Pocket Democracy: Empowering Voters using Google Cloud Vision, IBM Watson, and RevSpeech

A more informed voting experience.

The Issue

“If I don’t know either candidate in the race, I’d go by picking the Democrat over the Republican, then women over men, then names that sound like they come from like some kind of racial minority or something, then from there we’re just straight up guessing.”

Over 30% of voters fail to complete their ballots every year. Political scientists attribute this to an absence in information which causes the SAT effect- if you don’t know, don’t answer it. Even more, researchers have found that candidates listed first on the ballot can receive up to 5% more votes. When they don’t have the information they need, candidates’ names, ethnicity, and gender can affect how voters make decisions (Axelrod and Murphy). The above quote from a voter we interviewed vividly illustrates this fact.

There are several issues surrounding voter engagement, voter registration, and disenfranchisement policy, but, for the scope of this project, we focus on the specific interaction of the registered voter filling out their ballot. We ask, how might we help a voter make a more informed, more personal decision at the booth?

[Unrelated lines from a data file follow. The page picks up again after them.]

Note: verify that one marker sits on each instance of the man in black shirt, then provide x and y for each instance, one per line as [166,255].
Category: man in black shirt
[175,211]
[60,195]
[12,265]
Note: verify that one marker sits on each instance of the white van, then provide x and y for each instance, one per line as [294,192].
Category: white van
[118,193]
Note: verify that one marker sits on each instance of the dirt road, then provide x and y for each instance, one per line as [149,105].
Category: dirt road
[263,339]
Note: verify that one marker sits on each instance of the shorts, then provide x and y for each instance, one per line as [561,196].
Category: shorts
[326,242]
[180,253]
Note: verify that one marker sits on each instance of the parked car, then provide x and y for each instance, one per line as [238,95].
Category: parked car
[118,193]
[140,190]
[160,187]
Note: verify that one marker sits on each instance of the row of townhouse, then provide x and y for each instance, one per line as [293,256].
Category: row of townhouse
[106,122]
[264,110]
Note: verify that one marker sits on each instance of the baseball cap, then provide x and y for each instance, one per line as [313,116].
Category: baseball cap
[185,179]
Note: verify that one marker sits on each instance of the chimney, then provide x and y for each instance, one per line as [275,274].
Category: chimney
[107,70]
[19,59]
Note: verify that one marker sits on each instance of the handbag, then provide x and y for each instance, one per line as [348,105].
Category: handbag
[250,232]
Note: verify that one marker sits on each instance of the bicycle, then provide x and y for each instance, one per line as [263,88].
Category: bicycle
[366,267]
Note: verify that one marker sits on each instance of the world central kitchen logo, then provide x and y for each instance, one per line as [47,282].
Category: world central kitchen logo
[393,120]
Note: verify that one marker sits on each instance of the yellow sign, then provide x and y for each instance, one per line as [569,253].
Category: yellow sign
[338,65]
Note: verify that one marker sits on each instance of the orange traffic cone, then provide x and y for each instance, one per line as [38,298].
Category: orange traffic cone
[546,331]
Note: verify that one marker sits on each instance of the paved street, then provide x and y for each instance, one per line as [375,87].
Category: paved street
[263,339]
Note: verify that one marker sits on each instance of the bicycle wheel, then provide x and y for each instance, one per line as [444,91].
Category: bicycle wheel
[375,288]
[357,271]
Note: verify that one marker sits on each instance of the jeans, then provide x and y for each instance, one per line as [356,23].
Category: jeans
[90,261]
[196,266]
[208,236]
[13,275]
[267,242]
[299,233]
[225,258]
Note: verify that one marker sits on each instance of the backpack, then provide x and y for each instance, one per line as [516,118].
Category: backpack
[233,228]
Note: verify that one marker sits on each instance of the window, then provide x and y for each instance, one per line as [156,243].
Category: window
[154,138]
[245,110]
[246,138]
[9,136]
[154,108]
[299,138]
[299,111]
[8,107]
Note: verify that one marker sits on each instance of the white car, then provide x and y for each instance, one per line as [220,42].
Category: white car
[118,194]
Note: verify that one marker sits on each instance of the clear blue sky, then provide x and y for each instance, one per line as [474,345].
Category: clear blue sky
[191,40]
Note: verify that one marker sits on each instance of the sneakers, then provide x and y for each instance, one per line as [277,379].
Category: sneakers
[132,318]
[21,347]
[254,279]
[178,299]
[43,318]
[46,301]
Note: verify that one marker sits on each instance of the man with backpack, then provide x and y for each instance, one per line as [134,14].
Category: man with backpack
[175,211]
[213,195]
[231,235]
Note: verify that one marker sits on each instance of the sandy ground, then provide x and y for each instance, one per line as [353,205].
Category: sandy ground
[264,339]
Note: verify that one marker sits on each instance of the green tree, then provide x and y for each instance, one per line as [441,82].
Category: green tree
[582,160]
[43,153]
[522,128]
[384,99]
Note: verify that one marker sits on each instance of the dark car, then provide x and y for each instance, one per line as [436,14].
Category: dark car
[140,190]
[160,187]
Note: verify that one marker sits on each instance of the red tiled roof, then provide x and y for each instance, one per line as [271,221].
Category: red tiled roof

Mailiis Law- Back-End Developer

Piu Punia- Back-End Developer

Anna Kambhampaty- UX Engineer & Copywriter

Joshua Shao- Product Designer


We used insights from observational research and interviews to inform our design.

Assumptions we made about our users:

  1. Voters care about making a more informed decision
  2. Voters are rational; their decisions are driven, to at least some extent, by empirical data and reason, not just emotion and sentiment
  3. Voters have access to a mobile smart phone (we know this is not the case for all voters, we examine this further below as an issue to be addressed)
  4. Since we are dealing with users who already care enough to vote, we are assuming they have at least some base level knowledge about the political landscape
  5. Voters do not have all the information they need on candidates to make the best decision for themselves by the time they get to the polls

Observational Research

The New York State Democratic primary was just two days ago, so, conveniently, I was able to identify pain points by observing voters as they went in and out of the polls.

Time of day: 4:25 PM

Location: St. Luke Lutheran Church (Ithaca City, Ward 4, Districts 2 & 3)- a prominent polling place for students and Ithaca residents living on Cornell’s West Campus or off-campus.


  1. Voters did not spend much longer than around 5 minutes each in the poll.
  2. Voters that came in groups tended to pressure their friends who were taking longer to vote to hurry.
  3. In response to being asked how they felt after voting, most responded very positively, taking pride in having voted.
  4. Everyone who voted took an “I Voted” sticker and often placed it on their shirts.
  5. In response to where they were going after they voted, responses ranged from athletics practice to club meetings. No one responded that they had leisure time following.
  6. In response to where they were coming from to vote, many responded class, academic meetings, or the library. Few responded that they had leisure time prior.


  1. Voters were generally in a rush.
  2. Voters did not want to spend much time in the polls.
  3. Voters had things to do before and after voting. They took time out of their days to do this.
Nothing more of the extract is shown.